The fundraising push, Isenstadt observes, “illustrates how Trump, who once took a sledgehammer to rivals for their supposed fealty to big donors, has come to rely on a GOP establishment he once repudiated.” In addition, it also shows how much the top levels of the Republican fundraising world “has come to accept and accommodate a president it once scorned.”

One prominent Republican fundraiser, Roy Bailey, told Politico that over 150 people have signed to the Trump Victory program, including funders who had previously, even vehemently, rejected Trump in 2016: “I’ve had a couple of people that in 2016, they just weren’t on board with candidate Trump at all and they said, ‘Look, Roy, he has won me over. I’m all in,’” Bailey added.

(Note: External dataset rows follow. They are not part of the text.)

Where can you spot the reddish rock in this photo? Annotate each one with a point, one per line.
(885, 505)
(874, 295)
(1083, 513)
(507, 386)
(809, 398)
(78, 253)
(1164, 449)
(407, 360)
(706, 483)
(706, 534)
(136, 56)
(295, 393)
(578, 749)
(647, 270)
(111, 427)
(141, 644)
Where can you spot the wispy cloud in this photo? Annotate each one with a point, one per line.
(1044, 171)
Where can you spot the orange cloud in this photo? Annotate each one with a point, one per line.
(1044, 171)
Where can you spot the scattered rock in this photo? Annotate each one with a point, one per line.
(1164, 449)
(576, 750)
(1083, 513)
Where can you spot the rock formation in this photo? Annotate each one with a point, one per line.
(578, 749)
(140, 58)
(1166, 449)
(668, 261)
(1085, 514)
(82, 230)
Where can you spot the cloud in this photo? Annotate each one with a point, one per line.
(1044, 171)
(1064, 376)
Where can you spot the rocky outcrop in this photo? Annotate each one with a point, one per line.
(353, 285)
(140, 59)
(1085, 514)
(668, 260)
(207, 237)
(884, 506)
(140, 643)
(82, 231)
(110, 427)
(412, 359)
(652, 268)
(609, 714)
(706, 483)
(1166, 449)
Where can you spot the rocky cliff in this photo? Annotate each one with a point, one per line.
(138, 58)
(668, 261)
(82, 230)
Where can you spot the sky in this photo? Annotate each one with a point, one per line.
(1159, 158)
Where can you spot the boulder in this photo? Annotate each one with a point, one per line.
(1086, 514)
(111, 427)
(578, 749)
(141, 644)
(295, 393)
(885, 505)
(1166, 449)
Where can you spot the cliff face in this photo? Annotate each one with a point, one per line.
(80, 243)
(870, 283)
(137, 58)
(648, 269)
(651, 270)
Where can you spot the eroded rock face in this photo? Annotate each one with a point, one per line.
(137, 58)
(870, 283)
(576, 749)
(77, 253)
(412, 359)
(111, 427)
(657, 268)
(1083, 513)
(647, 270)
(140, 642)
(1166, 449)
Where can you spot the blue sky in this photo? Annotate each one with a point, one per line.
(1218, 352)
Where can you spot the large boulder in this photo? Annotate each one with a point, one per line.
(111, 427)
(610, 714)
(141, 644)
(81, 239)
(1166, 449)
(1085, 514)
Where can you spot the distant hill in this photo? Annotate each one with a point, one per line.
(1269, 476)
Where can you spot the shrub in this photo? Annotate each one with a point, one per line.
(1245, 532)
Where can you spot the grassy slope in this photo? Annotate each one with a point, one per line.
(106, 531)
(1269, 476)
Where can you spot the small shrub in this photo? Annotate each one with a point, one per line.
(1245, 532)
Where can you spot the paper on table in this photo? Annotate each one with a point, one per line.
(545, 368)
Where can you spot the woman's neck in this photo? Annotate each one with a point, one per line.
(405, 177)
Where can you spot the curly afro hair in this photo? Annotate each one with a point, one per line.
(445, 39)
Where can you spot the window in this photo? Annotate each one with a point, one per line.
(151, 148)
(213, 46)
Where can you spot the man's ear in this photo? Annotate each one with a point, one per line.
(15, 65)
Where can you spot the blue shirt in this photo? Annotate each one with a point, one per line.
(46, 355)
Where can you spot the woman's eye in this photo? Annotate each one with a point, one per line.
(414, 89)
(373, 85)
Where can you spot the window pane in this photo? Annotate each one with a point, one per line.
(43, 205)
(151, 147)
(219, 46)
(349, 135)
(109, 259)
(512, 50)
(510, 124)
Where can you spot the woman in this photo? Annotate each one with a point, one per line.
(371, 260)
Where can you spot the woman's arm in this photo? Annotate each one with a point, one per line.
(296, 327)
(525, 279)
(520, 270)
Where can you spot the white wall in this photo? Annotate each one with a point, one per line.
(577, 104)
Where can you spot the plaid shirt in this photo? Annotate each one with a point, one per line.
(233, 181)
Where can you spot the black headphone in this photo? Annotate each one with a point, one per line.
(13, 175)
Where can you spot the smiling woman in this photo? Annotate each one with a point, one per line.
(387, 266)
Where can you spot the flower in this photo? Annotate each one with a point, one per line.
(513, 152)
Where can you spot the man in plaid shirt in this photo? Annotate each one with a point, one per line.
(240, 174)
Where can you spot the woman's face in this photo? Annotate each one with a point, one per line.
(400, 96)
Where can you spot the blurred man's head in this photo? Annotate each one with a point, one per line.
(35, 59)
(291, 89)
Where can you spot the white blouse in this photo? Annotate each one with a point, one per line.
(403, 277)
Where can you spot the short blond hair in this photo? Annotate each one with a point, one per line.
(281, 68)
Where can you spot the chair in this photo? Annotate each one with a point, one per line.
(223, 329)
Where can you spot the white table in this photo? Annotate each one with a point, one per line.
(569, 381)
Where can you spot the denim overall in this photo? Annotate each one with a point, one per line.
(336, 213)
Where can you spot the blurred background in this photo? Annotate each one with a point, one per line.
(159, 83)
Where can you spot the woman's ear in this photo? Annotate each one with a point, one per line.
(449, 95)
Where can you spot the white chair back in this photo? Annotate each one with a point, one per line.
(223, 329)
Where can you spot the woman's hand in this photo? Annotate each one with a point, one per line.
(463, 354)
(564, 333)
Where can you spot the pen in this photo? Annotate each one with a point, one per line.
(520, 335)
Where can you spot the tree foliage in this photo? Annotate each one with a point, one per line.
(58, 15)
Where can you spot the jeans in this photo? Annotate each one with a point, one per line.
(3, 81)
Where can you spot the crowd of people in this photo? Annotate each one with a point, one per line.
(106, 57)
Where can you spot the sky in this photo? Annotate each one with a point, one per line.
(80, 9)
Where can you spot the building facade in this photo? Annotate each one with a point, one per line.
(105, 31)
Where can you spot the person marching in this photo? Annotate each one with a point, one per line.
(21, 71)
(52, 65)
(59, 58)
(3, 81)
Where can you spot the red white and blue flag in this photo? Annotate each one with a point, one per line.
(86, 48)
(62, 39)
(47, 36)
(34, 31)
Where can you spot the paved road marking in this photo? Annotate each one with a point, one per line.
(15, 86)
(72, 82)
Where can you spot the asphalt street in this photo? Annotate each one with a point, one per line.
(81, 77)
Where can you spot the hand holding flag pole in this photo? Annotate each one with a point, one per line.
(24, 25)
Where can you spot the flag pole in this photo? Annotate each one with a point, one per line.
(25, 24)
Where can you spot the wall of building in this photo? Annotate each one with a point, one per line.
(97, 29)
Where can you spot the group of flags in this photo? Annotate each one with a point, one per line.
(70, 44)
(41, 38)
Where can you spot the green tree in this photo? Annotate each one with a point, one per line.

Jack Oliver, who helped lead fundraising for both George W. Bush in 2000 and his brother Jeb Bush in 2016, is another longtime Republican who came around to the Trump effort after not participating in the 2016 general election. He told Politico, “I think you’ll have a significant number of Bush and Romney veterans that were on the sidelines or didn’t get overly involved in 2016 but will be involved in the 2020 campaign.”

As Isenstadt points out, some of this apparent change of heart is a result of the “fear of a Democratic 2020 field that includes liberal figures like Bernie Sanders.”

Geoff Verhoff, a lobbyist for Akin Gump Strauss Hauer & Feld, echoed Oliver, saying that supporting Trump “is a pretty easy decision for a lot of people. …From a policy standpoint, there’s virtually nothing they disagree with, then layer on top of that the choice that the other side is presenting to the country and it’s a no-brainer.”

The reversal was at least a few months in the making and is reflected in Republican punditry. In an October 2018 interview, pollster Lee Miringoff told The Hill that Never Trumpers “have vanished in the Republican Party. They’re extinct.” In February, conservative writer and Fox News contributor Erick Erickson, who previously wrote a piece with the headline “Why I Will Not Vote for Donald Trump. Ever,” in 2016, came back exactly three years later, to announce, on his site The Resurgent, that “I will vote for Donald Trump and Mike Pence. …They’ve earned my vote.”